Comment by Nicholas_C
4 hours ago
This kind of stuff is why I no longer use a kindle. I use a kobo which IMHO is not as good of a product but it's worth not supporting this behavior.
4 hours ago
This kind of stuff is why I no longer use a kindle. I use a kobo which IMHO is not as good of a product but it's worth not supporting this behavior.
Where do you buy your e-books?
I've stuck with Kindle, but that's 80% inertia (Amazon has most books, the device works well enough) and 20% existing library is Kindle e-books.
One could buy a physical book, and then "find" digital version of it. Seems fair to me?
Seems fair to me too. I have done and continue to do this. I have no ethical qualms doing so. Should I?

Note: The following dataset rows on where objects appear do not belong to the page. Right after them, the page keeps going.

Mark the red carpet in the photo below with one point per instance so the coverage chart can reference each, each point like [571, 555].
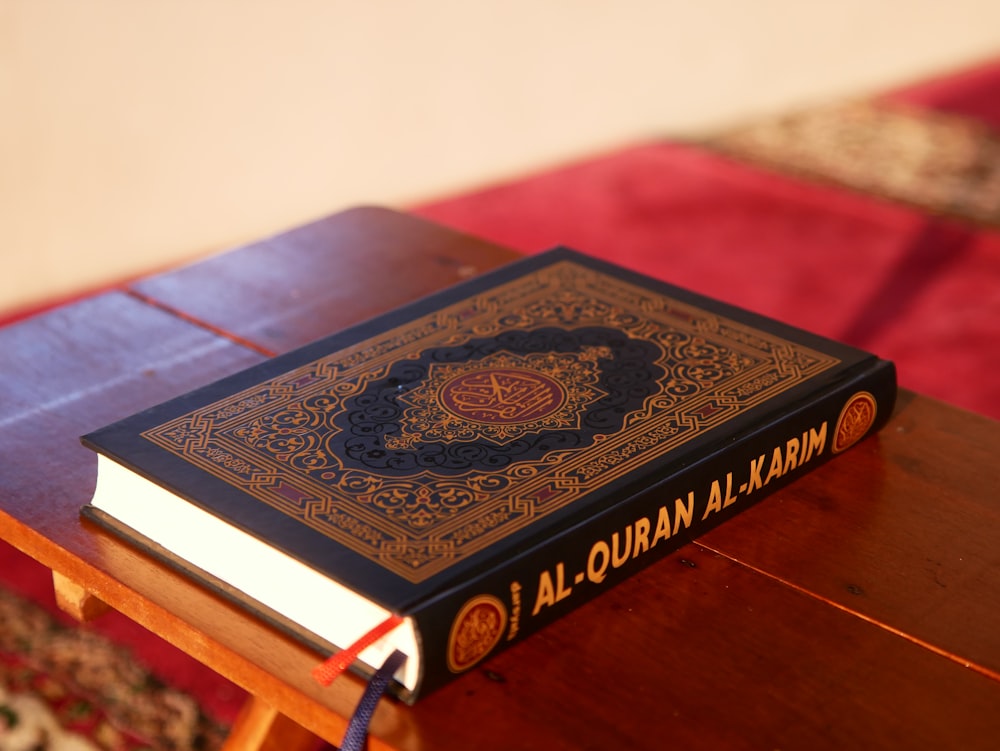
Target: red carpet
[872, 222]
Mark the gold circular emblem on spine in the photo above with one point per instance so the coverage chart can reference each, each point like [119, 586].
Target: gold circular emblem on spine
[857, 416]
[475, 631]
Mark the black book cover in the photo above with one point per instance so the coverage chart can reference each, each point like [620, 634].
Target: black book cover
[421, 457]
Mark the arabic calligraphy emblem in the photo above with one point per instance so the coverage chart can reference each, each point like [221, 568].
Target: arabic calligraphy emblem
[506, 395]
[501, 397]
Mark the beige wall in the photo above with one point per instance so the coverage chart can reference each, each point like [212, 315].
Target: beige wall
[136, 134]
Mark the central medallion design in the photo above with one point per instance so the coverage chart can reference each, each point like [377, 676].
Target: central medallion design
[500, 398]
[502, 395]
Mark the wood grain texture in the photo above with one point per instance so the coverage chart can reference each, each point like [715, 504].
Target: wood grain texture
[841, 611]
[323, 277]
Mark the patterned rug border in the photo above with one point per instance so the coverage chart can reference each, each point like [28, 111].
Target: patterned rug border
[91, 687]
[937, 162]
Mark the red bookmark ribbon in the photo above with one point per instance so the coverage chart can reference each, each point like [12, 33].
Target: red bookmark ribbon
[326, 672]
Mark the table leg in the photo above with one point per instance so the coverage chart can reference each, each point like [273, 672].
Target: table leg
[75, 600]
[260, 727]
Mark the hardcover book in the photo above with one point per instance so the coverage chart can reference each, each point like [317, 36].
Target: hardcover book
[451, 476]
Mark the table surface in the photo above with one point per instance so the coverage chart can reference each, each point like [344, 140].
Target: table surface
[859, 607]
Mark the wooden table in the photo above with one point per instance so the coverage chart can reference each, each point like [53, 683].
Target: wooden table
[858, 608]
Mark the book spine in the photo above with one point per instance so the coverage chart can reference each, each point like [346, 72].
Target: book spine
[496, 609]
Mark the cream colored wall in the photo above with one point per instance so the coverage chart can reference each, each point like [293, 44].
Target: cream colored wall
[136, 134]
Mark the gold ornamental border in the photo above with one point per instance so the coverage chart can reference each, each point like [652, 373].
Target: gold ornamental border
[494, 504]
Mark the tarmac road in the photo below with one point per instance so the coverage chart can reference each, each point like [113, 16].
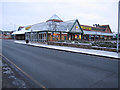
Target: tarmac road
[59, 69]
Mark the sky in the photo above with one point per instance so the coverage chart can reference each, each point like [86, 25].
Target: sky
[15, 13]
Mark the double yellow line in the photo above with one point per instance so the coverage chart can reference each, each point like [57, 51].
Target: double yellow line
[36, 82]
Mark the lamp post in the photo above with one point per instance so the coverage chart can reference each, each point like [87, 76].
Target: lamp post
[118, 26]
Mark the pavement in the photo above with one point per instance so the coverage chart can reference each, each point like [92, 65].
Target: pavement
[76, 50]
[60, 69]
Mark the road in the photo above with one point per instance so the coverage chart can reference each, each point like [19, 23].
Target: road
[59, 69]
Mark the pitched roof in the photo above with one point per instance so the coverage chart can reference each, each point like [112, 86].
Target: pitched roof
[49, 26]
[55, 18]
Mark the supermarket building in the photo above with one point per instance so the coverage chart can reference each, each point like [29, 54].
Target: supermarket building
[56, 29]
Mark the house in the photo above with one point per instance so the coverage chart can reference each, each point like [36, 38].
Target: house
[56, 29]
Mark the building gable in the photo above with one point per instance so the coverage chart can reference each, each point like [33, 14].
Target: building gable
[76, 28]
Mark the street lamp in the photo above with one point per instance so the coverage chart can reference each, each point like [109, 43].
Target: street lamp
[118, 26]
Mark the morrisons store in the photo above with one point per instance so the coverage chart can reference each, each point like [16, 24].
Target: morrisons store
[55, 29]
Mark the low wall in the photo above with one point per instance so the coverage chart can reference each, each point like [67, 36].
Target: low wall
[82, 46]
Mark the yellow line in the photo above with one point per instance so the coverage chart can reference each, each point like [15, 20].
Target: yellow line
[39, 84]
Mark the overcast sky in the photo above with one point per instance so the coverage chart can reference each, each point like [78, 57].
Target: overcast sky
[27, 12]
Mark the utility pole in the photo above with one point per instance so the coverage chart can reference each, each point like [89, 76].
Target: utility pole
[118, 26]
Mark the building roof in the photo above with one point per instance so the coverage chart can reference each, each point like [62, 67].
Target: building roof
[55, 18]
[49, 26]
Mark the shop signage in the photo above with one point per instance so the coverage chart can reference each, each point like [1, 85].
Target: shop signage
[86, 28]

Kobo has a bookstore that’s pretty comprehensive - I haven’t found anything missing. Not sure that gets you out of DRM land, but at least you’re not giving money to Jeff Bezos.
Because Amazon stops supporting devices after 14 years? (while they can still be used to read books already downloaded)
Really?
In this case the reason for dropping support is most likely that the only DRM they can support on that older hardware has been broken. There's no technical reason why it can't be supported, and I doubt it would cost them much (or even anything) to continue support.
Meanwhile, I can still read physical books I've had since I was a child, 40 years ago. The Kindle is undeniably more convenient than physical books, but this is absolutely an unnecessary sunset of these devices.
In my post I said "this kind of stuff" which also includes their DRM policies (which is the real reason they are ending the users' kindle support).